Our work on analyzing patterns of occurrence of pairs of identical sequences between population groups was just published in Nature! There, we present a new method developed to characterize transmission at the population level by analyzing the groups (e.g. age groups, geographies) in which pairs of identical sequences are collected. The rationale for our approach is explained in Figure 1. As mutations accumulate in pathogen genomes over successive transmission generations, epidemiologically linked individuals are infected by genetically similar pathogens. Among these genetically close pathogens, identical sequences capture the most epidemiologically linked individuals. Intuitively, if transmission is frequent between regions A and B, we expect to observe many pairs of identical sequences between these two regions.



Figure 1. The clustering of identical pathogen sequences across population groups reflects underlying disease transmission patterns at the population level and can be used to characterize patterns of spread between groups. In this toy figure, each color represents a different cluster of identical sequences.

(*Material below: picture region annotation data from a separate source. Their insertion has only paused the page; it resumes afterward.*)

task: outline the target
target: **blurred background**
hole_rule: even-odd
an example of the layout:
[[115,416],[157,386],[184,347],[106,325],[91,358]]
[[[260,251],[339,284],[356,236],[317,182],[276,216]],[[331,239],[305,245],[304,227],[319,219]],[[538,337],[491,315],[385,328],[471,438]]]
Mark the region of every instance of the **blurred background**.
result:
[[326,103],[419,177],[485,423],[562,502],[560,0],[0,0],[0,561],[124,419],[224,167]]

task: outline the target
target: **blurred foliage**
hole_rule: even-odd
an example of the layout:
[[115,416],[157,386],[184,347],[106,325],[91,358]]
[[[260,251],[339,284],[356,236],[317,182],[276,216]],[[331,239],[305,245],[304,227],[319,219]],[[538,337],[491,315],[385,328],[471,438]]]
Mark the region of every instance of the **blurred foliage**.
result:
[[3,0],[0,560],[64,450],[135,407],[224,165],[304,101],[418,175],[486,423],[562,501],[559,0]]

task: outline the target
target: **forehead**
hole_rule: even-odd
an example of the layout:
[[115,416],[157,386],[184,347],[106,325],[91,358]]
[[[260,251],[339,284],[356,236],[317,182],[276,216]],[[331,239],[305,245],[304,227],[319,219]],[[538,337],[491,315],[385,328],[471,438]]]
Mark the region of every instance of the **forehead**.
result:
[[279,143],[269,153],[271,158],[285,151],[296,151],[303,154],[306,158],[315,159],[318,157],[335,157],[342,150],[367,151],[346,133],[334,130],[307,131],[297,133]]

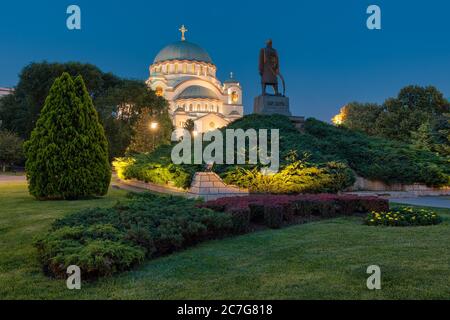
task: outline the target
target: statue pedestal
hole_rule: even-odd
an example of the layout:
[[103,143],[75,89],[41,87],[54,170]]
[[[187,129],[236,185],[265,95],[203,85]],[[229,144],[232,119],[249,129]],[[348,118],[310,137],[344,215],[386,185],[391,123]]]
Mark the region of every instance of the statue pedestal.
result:
[[289,98],[283,96],[258,96],[255,98],[253,113],[258,114],[282,114],[290,117]]

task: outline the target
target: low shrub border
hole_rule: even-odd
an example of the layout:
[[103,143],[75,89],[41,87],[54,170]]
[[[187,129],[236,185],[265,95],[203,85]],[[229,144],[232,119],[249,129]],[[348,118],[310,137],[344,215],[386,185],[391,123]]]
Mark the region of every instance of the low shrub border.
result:
[[[283,224],[302,223],[311,220],[349,216],[372,211],[389,211],[388,200],[378,197],[354,195],[253,195],[248,197],[221,198],[199,204],[201,208],[228,212],[235,216],[247,213],[250,221],[234,219],[236,228],[247,230],[249,223],[263,224],[277,229]],[[247,217],[246,215],[246,217]]]
[[435,212],[427,209],[401,208],[393,211],[372,211],[365,219],[369,226],[430,226],[440,224],[442,218]]
[[244,220],[234,224],[230,214],[197,208],[194,200],[150,193],[130,198],[109,209],[87,209],[56,220],[35,240],[44,272],[64,278],[67,267],[77,265],[84,279],[109,276],[145,258],[243,232],[236,228]]
[[[212,210],[211,210],[212,209]],[[44,271],[66,277],[77,265],[84,279],[129,270],[196,243],[252,230],[358,212],[388,211],[386,200],[340,195],[249,196],[199,203],[181,197],[131,194],[109,209],[87,209],[56,220],[35,240]]]

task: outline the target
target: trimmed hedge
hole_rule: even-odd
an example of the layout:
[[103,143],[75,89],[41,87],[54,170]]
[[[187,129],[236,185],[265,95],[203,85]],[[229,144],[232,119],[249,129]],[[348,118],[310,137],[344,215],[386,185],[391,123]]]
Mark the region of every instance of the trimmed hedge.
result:
[[[212,209],[212,210],[211,210]],[[109,276],[209,239],[280,228],[318,218],[387,211],[386,200],[331,194],[249,196],[207,203],[150,193],[130,194],[109,209],[87,209],[56,220],[35,240],[44,271],[66,277],[77,265],[84,279]]]
[[[316,219],[350,216],[357,213],[389,210],[388,200],[353,195],[255,195],[221,198],[199,205],[218,212],[248,216],[236,220],[239,228],[248,229],[250,222],[277,229],[285,223],[307,222]],[[236,228],[238,228],[235,225]]]
[[83,278],[129,270],[154,258],[208,239],[246,230],[228,213],[197,208],[179,197],[132,194],[130,201],[110,209],[88,209],[53,223],[35,241],[43,269],[65,277],[70,265]]

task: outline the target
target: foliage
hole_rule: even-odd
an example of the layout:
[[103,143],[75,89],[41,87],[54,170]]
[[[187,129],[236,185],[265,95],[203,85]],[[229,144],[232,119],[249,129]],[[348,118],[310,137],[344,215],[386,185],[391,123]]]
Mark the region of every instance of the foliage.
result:
[[368,137],[345,128],[336,128],[314,119],[305,125],[302,141],[306,150],[321,158],[346,162],[355,172],[385,183],[449,184],[448,161],[432,152],[376,137]]
[[110,209],[87,209],[53,223],[35,246],[44,269],[64,277],[111,275],[143,261],[233,232],[231,216],[178,197],[134,194]]
[[187,119],[186,122],[184,123],[184,129],[186,129],[187,131],[189,131],[192,134],[192,132],[194,132],[194,130],[195,130],[194,120]]
[[44,106],[55,80],[67,72],[72,77],[81,75],[89,88],[89,95],[96,99],[107,88],[115,86],[120,79],[110,73],[103,73],[91,64],[31,63],[19,74],[19,83],[8,101],[2,103],[0,119],[3,126],[22,138],[28,139]]
[[176,165],[171,160],[171,145],[162,145],[153,153],[118,158],[113,166],[121,179],[137,179],[156,184],[173,184],[188,189],[199,166]]
[[91,64],[31,63],[21,71],[14,93],[0,100],[2,127],[28,139],[52,84],[63,72],[83,77],[104,127],[111,158],[125,154],[142,109],[160,112],[167,108],[167,102],[143,81],[121,79]]
[[[158,127],[151,129],[152,122],[157,123]],[[128,152],[153,152],[160,145],[170,144],[172,131],[173,125],[167,110],[152,112],[151,109],[143,109],[133,126]]]
[[[123,156],[133,140],[143,137],[156,141],[157,145],[160,141],[170,141],[172,123],[167,115],[167,101],[158,97],[144,82],[122,80],[119,85],[96,99],[95,103],[101,110],[111,144],[111,158]],[[153,133],[149,130],[148,122],[150,120],[156,120],[160,124],[156,132],[159,139],[152,139]]]
[[[441,186],[449,183],[450,167],[446,159],[408,144],[369,137],[315,119],[308,119],[305,132],[299,133],[281,115],[252,114],[231,123],[225,129],[251,128],[280,130],[280,171],[275,175],[265,176],[260,173],[260,166],[248,164],[216,164],[213,170],[226,183],[249,188],[254,192],[337,192],[353,184],[353,172],[388,184],[424,183]],[[187,188],[193,174],[201,167],[173,166],[170,160],[171,149],[171,146],[163,146],[151,155],[121,159],[120,170],[127,172],[127,178],[155,183],[161,181],[164,184],[173,181],[176,185]],[[156,173],[167,172],[174,167],[179,169],[177,175],[180,178],[165,175],[164,179],[159,179],[157,177],[160,174],[154,177]]]
[[0,169],[5,172],[8,166],[22,160],[23,140],[9,131],[0,131]]
[[346,165],[335,162],[318,167],[295,161],[272,175],[264,175],[259,168],[236,166],[222,176],[227,184],[259,193],[338,192],[355,182],[353,172]]
[[55,80],[30,140],[24,144],[30,193],[78,199],[108,191],[108,143],[83,79]]
[[[303,195],[254,195],[230,197],[208,201],[199,205],[218,212],[249,217],[249,222],[280,228],[286,223],[304,223],[313,219],[351,216],[370,211],[387,211],[389,202],[377,197],[353,195],[303,194]],[[244,220],[246,221],[246,220]],[[244,230],[249,222],[238,222]]]
[[435,87],[408,86],[382,106],[350,103],[334,122],[449,156],[450,103]]
[[373,124],[381,112],[382,108],[378,104],[351,102],[344,106],[332,121],[335,125],[375,135],[377,128]]
[[429,209],[401,208],[392,211],[372,211],[365,219],[369,226],[429,226],[442,222],[442,218]]

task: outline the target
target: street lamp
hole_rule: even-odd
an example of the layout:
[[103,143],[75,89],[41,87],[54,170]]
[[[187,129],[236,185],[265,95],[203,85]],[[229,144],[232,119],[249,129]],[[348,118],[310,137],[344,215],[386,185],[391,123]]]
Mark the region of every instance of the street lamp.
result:
[[158,122],[150,123],[150,130],[153,131],[153,150],[156,149],[156,130],[158,130],[159,124]]

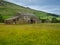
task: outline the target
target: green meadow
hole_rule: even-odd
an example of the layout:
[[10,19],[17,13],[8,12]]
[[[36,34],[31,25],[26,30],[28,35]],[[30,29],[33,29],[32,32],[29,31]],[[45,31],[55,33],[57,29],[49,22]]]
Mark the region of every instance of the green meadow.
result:
[[60,45],[60,24],[0,24],[0,45]]

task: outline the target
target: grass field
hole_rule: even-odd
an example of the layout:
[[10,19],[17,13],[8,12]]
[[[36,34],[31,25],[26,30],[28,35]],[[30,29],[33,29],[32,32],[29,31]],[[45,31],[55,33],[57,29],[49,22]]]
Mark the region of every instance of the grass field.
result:
[[60,45],[60,24],[0,24],[0,45]]

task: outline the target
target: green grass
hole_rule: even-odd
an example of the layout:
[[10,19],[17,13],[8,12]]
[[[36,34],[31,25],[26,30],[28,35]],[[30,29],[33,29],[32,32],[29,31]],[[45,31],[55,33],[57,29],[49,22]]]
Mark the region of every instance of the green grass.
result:
[[[4,19],[9,18],[13,15],[16,15],[16,13],[18,13],[18,12],[32,13],[42,19],[46,19],[46,18],[51,19],[52,17],[57,17],[57,15],[55,15],[55,14],[50,14],[50,13],[46,13],[43,11],[30,9],[28,7],[19,6],[19,5],[16,5],[16,4],[7,2],[7,1],[4,2],[4,6],[0,6],[0,14],[3,15]],[[59,19],[60,19],[60,17],[59,17]]]
[[0,45],[60,45],[60,24],[0,24]]

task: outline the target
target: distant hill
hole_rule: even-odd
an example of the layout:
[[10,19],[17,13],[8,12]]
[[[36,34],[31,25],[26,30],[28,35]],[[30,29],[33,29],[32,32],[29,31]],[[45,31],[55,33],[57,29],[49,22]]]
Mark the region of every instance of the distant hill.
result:
[[14,16],[18,12],[32,13],[37,15],[41,19],[46,19],[46,18],[51,19],[53,17],[56,17],[58,19],[60,18],[59,15],[56,14],[30,9],[28,7],[19,6],[7,1],[3,1],[3,4],[0,5],[0,14],[3,16],[4,19]]

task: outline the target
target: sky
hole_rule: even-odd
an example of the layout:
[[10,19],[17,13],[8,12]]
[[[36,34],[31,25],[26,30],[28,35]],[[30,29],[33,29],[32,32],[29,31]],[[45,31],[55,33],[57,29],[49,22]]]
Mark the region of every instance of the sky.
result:
[[60,15],[60,0],[7,0],[9,2]]

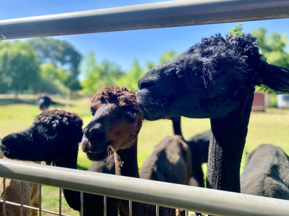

We designed a relative risk (RR) metric that quantifies how many pairs of identical sequences are observed between two population groups compared to expectations from where pairs of identical sequences are coming from. To apply our RR framework, we used a large SARS-CoV-2 sequence dataset coming from WA genomic sentinel surveillance (more than 114,000 sequences with matched metadata that include age and home location information). We found that occurrence patterns of identical sequences between counties are consistent with local spread (with identical sequences being particularly enriched in pairs observed within the same county or between geographically close counties), while also being imprinted by the geographical structure at the state level. When comparing the RR of observing identical sequences between counties with the RR of movement between counties (estimated from mobile phone and commuting mobility data), we find a strong agreement between these two data sources. We also investigated outliers in the relationship between sequence and mobility data, which we were able to link with transmission between postal codes with male state prisons.

We additionally looked at occurrence patterns of identical sequences between age groups, which we found to be highly consistent with expectations from social contact data. We found that transmission patterns between age groups differed across spatial scales, for example with identical sequences having an increased risk of being observed within the same age groups at shorter geographic distance, suggesting that these type of transmission events rather occur at the local level.

The last decade has propelled us to a new era in terms of pathogen sequence dataset size, but existing phylogeographic approaches tend to be computationally very costly and hence unable to fully leverage these large datasets. We hope our approach is a helpful contribution to the study of these very large datasets by circumventing the need to infer a phylogenetic tree and directly relying on identical sequences. In former work, we had already leveraged these identical sequence clusters to infer the reproduction number and transmission heterogeneity from their size distribution. These two pieces of work highlight the potential for methods studying genetically proximal sequences in uncovering both key transmissibility parameters and transmission patterns between population groups.